As the term metamorphism indicates, metamorphic rocks form through textural and/or mineralogical changes of a preexisting rock. These changes are caused by increases in temperature and/or pressure of the surrounding environment and/or the presence of hot, chemically active fluids. Metamorphic rocks, for the most part, form at considerable depths, given the amounts of temperature and/or pressure required to cause the textural and/or mineralogical changes in the preexisting rock.
When pressure and temperature change, chemical reactions occur to cause the minerals in the rock to change to an assemblage that is stable at the new pressure and temperature conditions. But, the process is complicated by such things as how the pressure is applied, the time over which the rock is subjected to the higher pressure and temperature, and whether or not there is a fluid phase present during metamorphism. Temperature increases with depth in the Earth along the ‘geothermal gradient’. Thus, higher temperature can occur by burial of rock. Temperature can also increase due to igneous intrusion in the vicinity of magma. Pressure increases with depth of burial, thus, both pressure and temperature will vary with depth in the Earth. Pressure is defined as force acting equally from all directions. It is a type of stress, called hydrostatic stress, or uniform stress. If the stress is not equal from all directions, then the stress is called a differential stress. If differential stress is present during metamorphism, it can have a profound effect on the texture of the rock. Rounded grains can become flattened in the direction of maximum stress. Minerals that crystallize or grow in the differential stress field can have a preferred orientation. This is especially true of the sheet silicate minerals (the micas: biotite and muscovite, chlorite, talc, and serpentine). These minerals will grow with their sheets orientated perpendicular to the direction of maximum stress. Preferred orientation of sheet silicates causes rocks to be easily broken along approximately parallel sheets.
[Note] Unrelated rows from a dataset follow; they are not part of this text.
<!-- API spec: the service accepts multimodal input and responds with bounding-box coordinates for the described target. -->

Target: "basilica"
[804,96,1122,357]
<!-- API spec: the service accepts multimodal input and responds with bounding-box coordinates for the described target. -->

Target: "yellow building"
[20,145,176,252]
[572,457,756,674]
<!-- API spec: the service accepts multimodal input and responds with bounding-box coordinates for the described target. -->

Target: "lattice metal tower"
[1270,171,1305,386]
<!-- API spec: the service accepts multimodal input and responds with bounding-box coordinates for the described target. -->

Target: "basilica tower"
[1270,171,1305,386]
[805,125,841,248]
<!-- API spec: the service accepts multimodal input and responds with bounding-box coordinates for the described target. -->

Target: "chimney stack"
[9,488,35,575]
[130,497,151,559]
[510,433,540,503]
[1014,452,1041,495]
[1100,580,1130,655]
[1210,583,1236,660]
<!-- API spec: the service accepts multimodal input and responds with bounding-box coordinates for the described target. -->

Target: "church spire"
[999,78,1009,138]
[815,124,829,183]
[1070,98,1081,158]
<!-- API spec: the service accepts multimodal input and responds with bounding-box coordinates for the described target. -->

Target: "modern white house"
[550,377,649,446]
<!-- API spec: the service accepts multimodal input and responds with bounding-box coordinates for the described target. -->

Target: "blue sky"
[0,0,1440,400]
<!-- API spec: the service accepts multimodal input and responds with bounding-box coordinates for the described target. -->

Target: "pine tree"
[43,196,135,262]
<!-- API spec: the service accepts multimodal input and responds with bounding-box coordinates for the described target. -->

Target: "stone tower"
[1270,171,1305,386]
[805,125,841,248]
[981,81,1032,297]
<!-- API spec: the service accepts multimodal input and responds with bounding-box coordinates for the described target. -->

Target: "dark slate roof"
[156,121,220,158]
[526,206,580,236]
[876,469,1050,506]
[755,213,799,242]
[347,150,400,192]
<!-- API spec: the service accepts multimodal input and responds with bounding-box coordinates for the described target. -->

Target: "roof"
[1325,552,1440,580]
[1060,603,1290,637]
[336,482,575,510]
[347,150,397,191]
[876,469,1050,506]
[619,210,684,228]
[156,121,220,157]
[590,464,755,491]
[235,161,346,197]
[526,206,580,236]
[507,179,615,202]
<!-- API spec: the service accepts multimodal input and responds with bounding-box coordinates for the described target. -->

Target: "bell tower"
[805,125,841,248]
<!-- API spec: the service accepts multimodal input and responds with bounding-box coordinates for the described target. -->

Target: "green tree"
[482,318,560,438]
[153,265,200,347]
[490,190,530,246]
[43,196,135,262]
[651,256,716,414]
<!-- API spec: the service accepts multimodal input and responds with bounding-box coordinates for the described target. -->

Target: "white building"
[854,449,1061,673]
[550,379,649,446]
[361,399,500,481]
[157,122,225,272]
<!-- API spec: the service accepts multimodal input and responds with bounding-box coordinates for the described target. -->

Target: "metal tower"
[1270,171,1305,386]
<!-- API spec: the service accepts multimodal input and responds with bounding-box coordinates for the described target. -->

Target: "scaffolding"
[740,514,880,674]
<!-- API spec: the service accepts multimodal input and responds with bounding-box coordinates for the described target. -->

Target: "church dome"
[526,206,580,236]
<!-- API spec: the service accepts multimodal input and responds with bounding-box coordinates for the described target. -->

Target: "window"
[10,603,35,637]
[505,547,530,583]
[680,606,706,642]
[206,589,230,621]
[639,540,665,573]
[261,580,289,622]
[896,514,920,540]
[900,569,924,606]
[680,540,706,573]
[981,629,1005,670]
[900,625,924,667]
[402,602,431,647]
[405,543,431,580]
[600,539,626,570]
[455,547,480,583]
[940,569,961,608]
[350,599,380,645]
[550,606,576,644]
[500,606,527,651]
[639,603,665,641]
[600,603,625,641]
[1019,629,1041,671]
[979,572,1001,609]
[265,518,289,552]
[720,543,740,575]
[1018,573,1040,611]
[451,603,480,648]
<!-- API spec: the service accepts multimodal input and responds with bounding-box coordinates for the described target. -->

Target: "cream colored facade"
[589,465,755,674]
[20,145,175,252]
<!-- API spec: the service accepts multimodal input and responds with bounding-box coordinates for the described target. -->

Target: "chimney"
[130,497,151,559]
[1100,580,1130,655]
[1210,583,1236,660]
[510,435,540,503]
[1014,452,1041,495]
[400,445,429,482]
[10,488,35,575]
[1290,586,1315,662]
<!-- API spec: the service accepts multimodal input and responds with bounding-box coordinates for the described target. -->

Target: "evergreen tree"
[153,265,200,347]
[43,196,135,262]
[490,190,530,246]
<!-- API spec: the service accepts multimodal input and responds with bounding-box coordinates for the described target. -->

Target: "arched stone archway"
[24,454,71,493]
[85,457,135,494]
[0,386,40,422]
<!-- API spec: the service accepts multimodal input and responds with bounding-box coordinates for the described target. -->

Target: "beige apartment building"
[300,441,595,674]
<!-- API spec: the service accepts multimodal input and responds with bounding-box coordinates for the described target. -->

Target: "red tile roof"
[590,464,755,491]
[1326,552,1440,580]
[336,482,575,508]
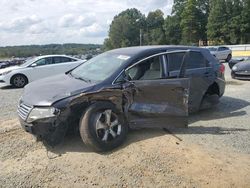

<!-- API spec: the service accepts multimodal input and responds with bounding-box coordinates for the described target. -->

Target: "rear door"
[166,51,215,112]
[124,52,189,128]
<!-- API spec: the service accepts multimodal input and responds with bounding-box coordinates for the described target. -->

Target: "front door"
[123,55,189,128]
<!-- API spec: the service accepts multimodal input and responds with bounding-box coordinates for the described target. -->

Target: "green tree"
[145,10,166,45]
[164,16,181,45]
[104,8,145,50]
[207,0,229,44]
[226,0,243,44]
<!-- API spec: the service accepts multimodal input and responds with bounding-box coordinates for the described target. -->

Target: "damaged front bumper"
[19,109,68,146]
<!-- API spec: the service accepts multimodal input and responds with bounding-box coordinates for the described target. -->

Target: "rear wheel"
[11,74,28,88]
[80,102,128,151]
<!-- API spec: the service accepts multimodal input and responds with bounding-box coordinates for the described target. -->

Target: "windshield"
[208,47,217,52]
[70,53,130,82]
[20,57,37,67]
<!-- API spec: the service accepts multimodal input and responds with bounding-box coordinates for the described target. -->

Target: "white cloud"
[59,14,95,27]
[80,23,107,37]
[0,15,42,33]
[0,0,173,46]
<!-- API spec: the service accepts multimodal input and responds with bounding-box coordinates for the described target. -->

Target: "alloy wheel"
[95,109,122,142]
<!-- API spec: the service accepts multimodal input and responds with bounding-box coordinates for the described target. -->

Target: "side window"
[35,57,53,66]
[167,53,185,71]
[126,56,163,80]
[218,47,228,51]
[186,52,208,69]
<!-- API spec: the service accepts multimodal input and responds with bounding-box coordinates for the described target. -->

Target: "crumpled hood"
[234,60,250,71]
[0,66,22,74]
[22,74,95,106]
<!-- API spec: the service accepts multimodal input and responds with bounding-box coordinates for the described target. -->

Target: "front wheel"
[226,54,232,62]
[11,74,28,88]
[80,102,128,151]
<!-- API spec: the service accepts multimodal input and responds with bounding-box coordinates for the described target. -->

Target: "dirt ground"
[0,64,250,187]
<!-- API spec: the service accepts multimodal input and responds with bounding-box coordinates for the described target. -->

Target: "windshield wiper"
[69,72,91,83]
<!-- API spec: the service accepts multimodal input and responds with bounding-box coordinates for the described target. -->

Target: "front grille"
[17,103,32,121]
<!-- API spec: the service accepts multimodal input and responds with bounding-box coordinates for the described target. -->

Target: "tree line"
[104,0,250,50]
[0,44,102,58]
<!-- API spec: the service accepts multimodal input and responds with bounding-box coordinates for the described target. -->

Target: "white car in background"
[206,46,232,62]
[0,55,86,88]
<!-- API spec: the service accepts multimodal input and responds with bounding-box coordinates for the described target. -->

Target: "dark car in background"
[228,57,250,69]
[206,46,232,62]
[18,46,225,151]
[231,58,250,80]
[0,61,10,69]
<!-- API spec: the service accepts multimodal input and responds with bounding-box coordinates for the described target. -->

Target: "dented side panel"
[123,78,189,127]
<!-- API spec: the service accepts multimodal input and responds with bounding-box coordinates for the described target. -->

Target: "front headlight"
[232,66,237,71]
[1,71,11,75]
[27,107,60,123]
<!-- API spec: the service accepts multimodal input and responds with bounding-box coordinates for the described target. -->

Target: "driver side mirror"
[115,71,131,83]
[30,63,37,67]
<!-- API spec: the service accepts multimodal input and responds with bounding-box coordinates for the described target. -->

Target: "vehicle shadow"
[189,96,250,124]
[47,96,250,155]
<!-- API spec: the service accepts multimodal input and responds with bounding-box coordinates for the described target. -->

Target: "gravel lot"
[0,64,250,187]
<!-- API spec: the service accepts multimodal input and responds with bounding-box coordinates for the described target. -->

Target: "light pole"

Such a structure is called foliation.
Gneiss (pronounced ‘nice’), a foliated metamorphic rock, is generally caused by high-grade metamorphism of clastic sedimentary rocks or light colored igneous rocks. As metamorphic grade increases, the sheet silicates become unstable, allowing dark colored minerals like hornblende and pyroxene to grow. These dark colored minerals tend to become segregated in distinct bands through the rock, giving the rock gneissic banding. Because the dark colored minerals tend to form elongated crystals, rather than sheet-like crystals, they still have a preferred orientation with their long directions perpendicular to the maximum differential stress.
This particular gneiss formation began as granodiorite, an igneous rock with composition intermediate between granite and diorite. It has been subject to low-grade metamorphism so the gneissic banding is not well developed. The rock hiding this geocache has been broken along a quartz vein. The quartz crystals cover one face of the rock. Notice the reddish hue of the rock adjacent to the quartz. That “baked zone” or “metamorphic halo” was caused by the intrusion of hot liquid magma that eventually cooled, forming quartz crystals.
I have a goal for 2014 of hiding caches on days when the month and date match. I hid one cache on 1/1, two caches on 2/2, and three caches on 3/3. With luck and hard work I can keep it up all year. This is one of my eight August hides.
Remember, have fun and write a nice log.